Und ja, nach meiner Meinung bedeutet das, das Herr Oettinger seinen Lebensabend geniessen sollte und das fern jeder Tätigkeit, die einen Bezug zu seiner politischen Tätigkeit hat.
Genauer: Es sollte ihm und anderen VERBOTEN sein, in die freie Wirtschaft zu wechseln.

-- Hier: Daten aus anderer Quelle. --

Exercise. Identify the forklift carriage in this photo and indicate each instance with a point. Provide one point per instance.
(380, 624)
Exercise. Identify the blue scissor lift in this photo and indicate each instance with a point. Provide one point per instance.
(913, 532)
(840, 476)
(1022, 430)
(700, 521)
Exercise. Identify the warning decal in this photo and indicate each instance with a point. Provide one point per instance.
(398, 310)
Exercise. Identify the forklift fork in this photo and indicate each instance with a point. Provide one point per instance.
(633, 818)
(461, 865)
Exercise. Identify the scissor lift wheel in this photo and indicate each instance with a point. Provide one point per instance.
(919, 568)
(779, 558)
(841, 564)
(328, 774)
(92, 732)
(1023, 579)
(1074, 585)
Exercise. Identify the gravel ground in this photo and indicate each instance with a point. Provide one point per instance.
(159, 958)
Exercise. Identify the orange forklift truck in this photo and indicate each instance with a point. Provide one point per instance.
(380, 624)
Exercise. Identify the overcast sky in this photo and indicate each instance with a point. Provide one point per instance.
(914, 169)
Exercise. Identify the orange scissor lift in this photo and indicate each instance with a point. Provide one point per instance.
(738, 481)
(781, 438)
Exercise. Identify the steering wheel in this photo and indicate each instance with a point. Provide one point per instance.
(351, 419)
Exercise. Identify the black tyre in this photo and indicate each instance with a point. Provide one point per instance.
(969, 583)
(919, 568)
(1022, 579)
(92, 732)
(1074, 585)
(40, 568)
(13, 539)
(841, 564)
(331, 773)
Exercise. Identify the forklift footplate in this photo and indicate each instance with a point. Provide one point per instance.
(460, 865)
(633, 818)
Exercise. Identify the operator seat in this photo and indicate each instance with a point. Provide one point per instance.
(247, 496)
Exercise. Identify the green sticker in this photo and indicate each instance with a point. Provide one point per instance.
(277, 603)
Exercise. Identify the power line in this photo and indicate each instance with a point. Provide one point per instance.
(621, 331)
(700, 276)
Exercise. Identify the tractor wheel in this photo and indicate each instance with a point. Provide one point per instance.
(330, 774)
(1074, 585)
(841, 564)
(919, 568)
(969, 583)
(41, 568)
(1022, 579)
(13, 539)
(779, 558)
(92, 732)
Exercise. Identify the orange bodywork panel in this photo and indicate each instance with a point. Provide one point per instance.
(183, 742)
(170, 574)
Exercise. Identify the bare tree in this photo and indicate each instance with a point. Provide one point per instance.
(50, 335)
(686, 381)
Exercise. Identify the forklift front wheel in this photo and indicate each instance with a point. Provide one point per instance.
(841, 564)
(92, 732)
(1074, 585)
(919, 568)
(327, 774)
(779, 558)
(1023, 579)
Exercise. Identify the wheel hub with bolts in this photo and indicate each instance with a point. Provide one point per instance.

Denn genau darum dauert ein Beamtenverhältnis ein LEBEN lang.
vlg
Peter Nemschak
30. Juli 2019 @ 16:13
Nicht verbieten aber Ruhebestimmungen für die Pension während der Zeit in nichtöffentlicher Tätigkeit wären diskussionswürdig.
Holly01
30. Juli 2019 @ 18:37
@ Hr. Nemschak,
diskussionsbedürftig ist das Pensionsunwesen schon sehr lange. Es will nur keiner drüber reden. Das gehört in die Kategorie “unsagbar” wo auch Parteienfinanzierung, Partei nahe Stiftungen und staatliche Steuervorteile nach Gutsherrenart herumlungern.
Ich neige aber eher zum Verbot. Aber ich würde auch eine Rückkehr der Amtshaftung sehr sehr begrüßen. Ohne Beschränkung auf Vorsatz (der real nie nachweisbar ist).
Amtsträger müssen darauf vertrauen können, das Beamte den staatstragenden Teil VOR dem Wunsch nach Vermögen einordnen.
Oder wir können das Beamtentum ganz abschaffen. Dann aber auch die Wahlbeamten weg.
Das Richtertum müsste schon seit dem WKII ganz neu geregelt werden, aber das wird ja auch systematisch verschleppt.
Da könnte und sollte mal einen großen Abwasch machen.
Wenn wir die Rentenansprüche der Masse entwerten konnten, dann sollte das mit den Pensionsansprüchen der Staatsdiener, die dem Staat nicht dienen kein Problem sein.
vlg
ben
30. Juli 2019 @ 18:52
„Politik ist ein Geschäft wie jedes andere“
Genau das ist es eben nicht – Politik wird oft zum Geschäft gemacht, in dem sich die sogenannten Volksvertreter den Interessen der Wirtschaft in allen möglichen Bereichen unterordnen, jedoch nicht die Interessen des Volkes vertreten, das sie gewählt hat.
Mit so einer Einstellung ist es nicht verwunderlich, dass die Demokratie an vielen Stellen den Bach runtergeht und nur noch alles mit betriebswirtschaftlichen Augen betrachtet wird.
Peter Nemschak
30. Juli 2019 @ 20:44
Waren die nicht-käuflichen Politiker in der Geschichte besser als die käuflichen? Haben sie weniger Unheil angerichtet? Die bekannten Diktatoren des 20.Jhdts. hatten keinen besonders aufwendigen Lebensstil.